= Paule Castaing =

French chef

Paulette Castaing, Paule Germaine Célina Penel, often known as Mère Castaing, born 14 March 1911 in Nîmes (Gard) and died 9 August 2012 in Lyon (Rhône) aged 103, was a French chef, twice starred in the Michelin Guide from 1964 to 1984, and 3 out of the maximum of 4 Toques in Gault Millau in 1967 for her restaurant 'Beau Rivage' in Condrieu (Rhône). She is considered the last of the Mères Lyonnaises, the famous female restaurant owners-chefs offering traditional, high quality Lyonnaise cuisine.

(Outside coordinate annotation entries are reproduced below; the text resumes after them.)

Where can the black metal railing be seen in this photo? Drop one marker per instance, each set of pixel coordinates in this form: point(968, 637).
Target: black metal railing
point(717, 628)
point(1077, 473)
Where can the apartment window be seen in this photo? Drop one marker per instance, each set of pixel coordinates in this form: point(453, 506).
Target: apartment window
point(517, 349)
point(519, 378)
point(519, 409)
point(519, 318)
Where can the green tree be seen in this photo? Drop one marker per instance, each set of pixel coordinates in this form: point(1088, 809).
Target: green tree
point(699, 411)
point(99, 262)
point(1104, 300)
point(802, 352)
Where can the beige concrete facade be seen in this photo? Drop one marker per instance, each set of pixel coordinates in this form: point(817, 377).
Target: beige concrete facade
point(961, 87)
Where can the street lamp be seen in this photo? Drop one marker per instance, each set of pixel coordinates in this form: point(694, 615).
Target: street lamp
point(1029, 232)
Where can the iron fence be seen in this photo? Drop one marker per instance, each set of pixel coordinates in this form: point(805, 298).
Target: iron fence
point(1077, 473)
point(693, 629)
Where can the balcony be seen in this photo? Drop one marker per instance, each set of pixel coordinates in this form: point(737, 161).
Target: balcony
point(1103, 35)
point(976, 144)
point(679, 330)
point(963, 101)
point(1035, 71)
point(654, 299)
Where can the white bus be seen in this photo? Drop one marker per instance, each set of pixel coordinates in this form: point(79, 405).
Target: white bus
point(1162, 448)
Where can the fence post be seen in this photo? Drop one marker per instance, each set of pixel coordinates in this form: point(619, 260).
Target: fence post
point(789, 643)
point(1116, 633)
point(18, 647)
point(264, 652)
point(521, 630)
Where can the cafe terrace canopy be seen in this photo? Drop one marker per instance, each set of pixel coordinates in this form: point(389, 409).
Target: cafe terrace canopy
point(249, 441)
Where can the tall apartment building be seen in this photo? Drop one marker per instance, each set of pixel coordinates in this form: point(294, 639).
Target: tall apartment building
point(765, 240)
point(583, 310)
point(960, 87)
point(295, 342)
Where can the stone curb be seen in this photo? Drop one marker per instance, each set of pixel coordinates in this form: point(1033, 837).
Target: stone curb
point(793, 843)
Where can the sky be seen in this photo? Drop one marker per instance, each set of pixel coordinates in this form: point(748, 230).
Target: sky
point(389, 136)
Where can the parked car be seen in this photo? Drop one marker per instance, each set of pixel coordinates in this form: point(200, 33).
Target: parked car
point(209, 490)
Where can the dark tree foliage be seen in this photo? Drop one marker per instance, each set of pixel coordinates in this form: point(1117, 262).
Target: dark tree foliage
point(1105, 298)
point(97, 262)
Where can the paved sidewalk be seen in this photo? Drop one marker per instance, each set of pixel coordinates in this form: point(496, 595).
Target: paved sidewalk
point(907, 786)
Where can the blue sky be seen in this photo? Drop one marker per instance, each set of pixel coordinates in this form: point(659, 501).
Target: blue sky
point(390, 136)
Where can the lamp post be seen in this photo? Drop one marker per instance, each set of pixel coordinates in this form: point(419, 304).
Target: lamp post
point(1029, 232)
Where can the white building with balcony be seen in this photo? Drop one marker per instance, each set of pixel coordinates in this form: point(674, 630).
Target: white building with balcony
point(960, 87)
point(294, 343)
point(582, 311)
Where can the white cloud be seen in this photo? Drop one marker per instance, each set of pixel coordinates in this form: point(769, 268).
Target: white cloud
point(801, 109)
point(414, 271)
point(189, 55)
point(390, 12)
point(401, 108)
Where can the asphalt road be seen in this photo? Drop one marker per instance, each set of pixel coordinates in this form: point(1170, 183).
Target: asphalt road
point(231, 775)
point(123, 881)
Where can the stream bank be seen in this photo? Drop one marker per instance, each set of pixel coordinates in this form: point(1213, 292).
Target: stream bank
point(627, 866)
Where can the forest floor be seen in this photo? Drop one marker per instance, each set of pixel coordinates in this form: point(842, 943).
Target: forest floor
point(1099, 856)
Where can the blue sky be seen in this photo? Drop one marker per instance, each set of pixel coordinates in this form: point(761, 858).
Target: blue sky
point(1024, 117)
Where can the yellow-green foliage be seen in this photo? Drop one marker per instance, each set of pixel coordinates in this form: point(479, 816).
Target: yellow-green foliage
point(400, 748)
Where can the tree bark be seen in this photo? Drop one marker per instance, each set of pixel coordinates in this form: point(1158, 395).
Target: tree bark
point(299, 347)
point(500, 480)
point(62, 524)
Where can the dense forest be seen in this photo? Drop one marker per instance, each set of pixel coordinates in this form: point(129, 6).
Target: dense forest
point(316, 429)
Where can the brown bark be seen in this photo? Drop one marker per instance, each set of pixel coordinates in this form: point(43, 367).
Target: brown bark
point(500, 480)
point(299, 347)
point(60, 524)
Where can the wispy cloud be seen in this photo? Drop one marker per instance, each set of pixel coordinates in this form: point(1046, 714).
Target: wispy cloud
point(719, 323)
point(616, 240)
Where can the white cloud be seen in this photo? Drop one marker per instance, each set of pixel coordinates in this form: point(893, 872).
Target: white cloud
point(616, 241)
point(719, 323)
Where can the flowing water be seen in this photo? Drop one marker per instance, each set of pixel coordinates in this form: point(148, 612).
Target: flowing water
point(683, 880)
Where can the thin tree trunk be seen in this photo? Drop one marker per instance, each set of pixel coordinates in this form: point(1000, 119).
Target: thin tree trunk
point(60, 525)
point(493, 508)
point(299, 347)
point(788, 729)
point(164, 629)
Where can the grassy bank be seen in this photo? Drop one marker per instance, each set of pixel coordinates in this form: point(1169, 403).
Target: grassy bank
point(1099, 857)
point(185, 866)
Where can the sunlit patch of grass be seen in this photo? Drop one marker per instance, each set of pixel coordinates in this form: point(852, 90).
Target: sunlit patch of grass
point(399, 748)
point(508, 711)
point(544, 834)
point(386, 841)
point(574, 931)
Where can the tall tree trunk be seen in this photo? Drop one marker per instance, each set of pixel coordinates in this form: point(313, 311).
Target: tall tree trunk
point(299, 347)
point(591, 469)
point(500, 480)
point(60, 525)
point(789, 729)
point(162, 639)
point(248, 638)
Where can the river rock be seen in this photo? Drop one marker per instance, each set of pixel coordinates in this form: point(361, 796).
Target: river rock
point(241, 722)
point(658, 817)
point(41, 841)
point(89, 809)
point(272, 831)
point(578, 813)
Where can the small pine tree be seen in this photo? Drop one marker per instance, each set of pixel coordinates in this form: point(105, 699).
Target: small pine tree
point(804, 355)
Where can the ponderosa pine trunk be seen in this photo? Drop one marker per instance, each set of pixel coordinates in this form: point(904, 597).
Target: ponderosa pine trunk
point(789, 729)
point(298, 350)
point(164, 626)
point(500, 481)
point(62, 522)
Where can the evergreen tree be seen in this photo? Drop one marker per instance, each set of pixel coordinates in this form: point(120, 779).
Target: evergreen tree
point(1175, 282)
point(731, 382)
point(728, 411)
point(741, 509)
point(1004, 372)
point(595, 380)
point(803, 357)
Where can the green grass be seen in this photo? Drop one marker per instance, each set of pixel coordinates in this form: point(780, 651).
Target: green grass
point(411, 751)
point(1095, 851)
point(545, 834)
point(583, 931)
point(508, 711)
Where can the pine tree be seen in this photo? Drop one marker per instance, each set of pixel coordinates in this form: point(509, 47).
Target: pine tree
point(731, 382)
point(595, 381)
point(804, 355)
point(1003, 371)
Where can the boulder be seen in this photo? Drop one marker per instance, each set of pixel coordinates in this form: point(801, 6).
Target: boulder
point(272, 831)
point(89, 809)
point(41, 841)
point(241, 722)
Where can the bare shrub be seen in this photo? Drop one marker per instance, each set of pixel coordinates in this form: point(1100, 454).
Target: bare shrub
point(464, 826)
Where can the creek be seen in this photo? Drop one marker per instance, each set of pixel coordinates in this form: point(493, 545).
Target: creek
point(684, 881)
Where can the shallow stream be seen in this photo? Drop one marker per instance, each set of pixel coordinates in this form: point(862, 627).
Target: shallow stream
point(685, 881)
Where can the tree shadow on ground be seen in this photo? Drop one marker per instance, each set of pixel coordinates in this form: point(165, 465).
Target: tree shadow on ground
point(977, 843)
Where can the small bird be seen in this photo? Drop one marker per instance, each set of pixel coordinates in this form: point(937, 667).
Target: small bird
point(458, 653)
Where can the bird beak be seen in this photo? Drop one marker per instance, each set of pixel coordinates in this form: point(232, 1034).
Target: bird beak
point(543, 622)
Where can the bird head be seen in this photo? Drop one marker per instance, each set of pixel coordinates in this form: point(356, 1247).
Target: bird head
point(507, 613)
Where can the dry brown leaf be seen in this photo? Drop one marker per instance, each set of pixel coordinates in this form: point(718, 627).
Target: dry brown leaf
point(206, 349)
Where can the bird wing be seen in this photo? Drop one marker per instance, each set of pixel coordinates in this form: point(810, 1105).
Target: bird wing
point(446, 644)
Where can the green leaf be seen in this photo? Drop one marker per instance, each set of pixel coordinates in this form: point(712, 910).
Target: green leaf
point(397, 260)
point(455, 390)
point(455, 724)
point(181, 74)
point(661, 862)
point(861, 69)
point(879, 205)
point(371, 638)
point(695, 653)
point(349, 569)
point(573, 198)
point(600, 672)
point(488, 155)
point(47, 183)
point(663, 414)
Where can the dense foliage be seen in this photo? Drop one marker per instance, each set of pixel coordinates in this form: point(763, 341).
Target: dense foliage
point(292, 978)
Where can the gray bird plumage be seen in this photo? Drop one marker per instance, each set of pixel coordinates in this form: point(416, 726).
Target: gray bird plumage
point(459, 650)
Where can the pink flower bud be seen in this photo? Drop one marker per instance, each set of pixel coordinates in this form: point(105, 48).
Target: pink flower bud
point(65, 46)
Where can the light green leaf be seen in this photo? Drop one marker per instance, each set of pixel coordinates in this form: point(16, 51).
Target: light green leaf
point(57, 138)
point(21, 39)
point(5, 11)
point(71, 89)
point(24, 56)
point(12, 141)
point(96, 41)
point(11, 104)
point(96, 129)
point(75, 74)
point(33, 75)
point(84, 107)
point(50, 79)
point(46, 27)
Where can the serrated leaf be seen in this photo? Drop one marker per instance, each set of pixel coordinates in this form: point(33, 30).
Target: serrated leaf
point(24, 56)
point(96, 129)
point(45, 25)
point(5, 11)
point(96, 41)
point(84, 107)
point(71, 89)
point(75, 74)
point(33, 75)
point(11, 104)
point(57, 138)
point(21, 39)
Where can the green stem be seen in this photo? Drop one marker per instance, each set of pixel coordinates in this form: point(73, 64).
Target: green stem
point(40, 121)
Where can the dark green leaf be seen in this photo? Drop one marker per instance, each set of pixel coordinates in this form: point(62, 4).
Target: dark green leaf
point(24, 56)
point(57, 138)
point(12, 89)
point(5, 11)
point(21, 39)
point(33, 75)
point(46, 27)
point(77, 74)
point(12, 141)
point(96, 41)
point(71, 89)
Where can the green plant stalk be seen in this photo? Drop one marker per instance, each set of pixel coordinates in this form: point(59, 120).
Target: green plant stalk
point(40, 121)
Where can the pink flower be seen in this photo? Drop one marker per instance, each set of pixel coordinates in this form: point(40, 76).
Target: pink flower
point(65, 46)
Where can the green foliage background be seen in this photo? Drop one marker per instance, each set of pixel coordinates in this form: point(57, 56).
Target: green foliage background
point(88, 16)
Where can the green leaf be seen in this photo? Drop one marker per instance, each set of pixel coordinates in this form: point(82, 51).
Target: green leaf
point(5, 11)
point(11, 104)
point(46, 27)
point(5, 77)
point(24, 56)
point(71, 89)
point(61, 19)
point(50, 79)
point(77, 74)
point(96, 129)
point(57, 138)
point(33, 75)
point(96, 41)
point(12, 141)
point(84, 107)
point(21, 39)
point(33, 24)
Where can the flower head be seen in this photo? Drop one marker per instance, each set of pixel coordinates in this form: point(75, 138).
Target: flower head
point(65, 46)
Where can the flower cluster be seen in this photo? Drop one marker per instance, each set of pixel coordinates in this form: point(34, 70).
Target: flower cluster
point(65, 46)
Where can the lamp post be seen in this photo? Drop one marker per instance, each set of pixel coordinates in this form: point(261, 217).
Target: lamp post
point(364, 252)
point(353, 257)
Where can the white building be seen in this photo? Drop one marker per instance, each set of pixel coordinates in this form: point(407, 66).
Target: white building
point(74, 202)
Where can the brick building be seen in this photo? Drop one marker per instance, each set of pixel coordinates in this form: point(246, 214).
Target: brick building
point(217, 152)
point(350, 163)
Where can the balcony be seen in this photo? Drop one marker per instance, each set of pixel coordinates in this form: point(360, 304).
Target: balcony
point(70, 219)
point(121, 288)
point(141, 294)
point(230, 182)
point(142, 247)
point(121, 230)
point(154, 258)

Castaing was born in Nîmes to parents who were bakers who then moved to Alboussière, in Ardèche. She obtained her school certificate in 1923, then her Higher Diploma in 1924 when she began a cooking apprenticeship with Mademoiselle Cheynet at the Hôtel Beau Séjour in Alboussière. The hotel was then bought by Eugénie Castaing, widow of Pierre Castaing. Castaing continued her apprenticeship in the establishment with chef Chazotte, from whom she learned the basics of classic cuisine, then with chefs Chauvin and Rambion. She was later put in charge of the kitchen. She met Eugénie Castaing's son, Raymond, a student at the hotel school in Nice, and they were married in Porte-lès-Valence in 1933.

Paule and Raymond Castaing worked during the winter seasons in Megève from 1933. During the Nazi occupation, the hotel was requisitioned by the Vichy regime. From 1933, she worked the seasons in Megève and the couple worked for a poultry breeder in Villefranche-sur-Saône then at the restaurant Alaize in the Rue Royale, Lyon; Paule managed the kitchen and Raymond was head waiter. In the same street Eugénie Brazier had already been in operation since 1921. Paulette had refused a job with the already-starred "Mère Brazier" but called her "Mère" out of respect.

In 1946, Eugénie Castaing sold the Beau Séjour hotel in Alboussière and bought shares for Paule and Raymond in a small hotel-restaurant on the banks of the Rhône, the Maison du pêcheur (Fisherman's House) with gardens and terraces in Condrieu, which they transformed into a more upscale establishment and renamed it the Beau Rivage.
The Beau Rivage became a privileged stage on the Paris-Côte d'Azur axis and received personalities such as Sacha Guitry, René Clair, and Charles Vanel.

The cuisine of Mère Castaing attracted the attention of the Michelin Guide which awarded it a first star in 1950 and a second star in 1963. The two stars were kept until 1988.

==Specialities==
Castaing specialised in menus of freshwater fish including blue or Champagne trout, and eel matelote, one of her signature dishes, made from eels from the Rhône purchased alive. It was topped with grilled and garlic-rubbed croutons, trussed crayfish and thinly sliced fillets of sole – dubbed "fried gudgeons" – dipped in cabbage batter and deep-fried.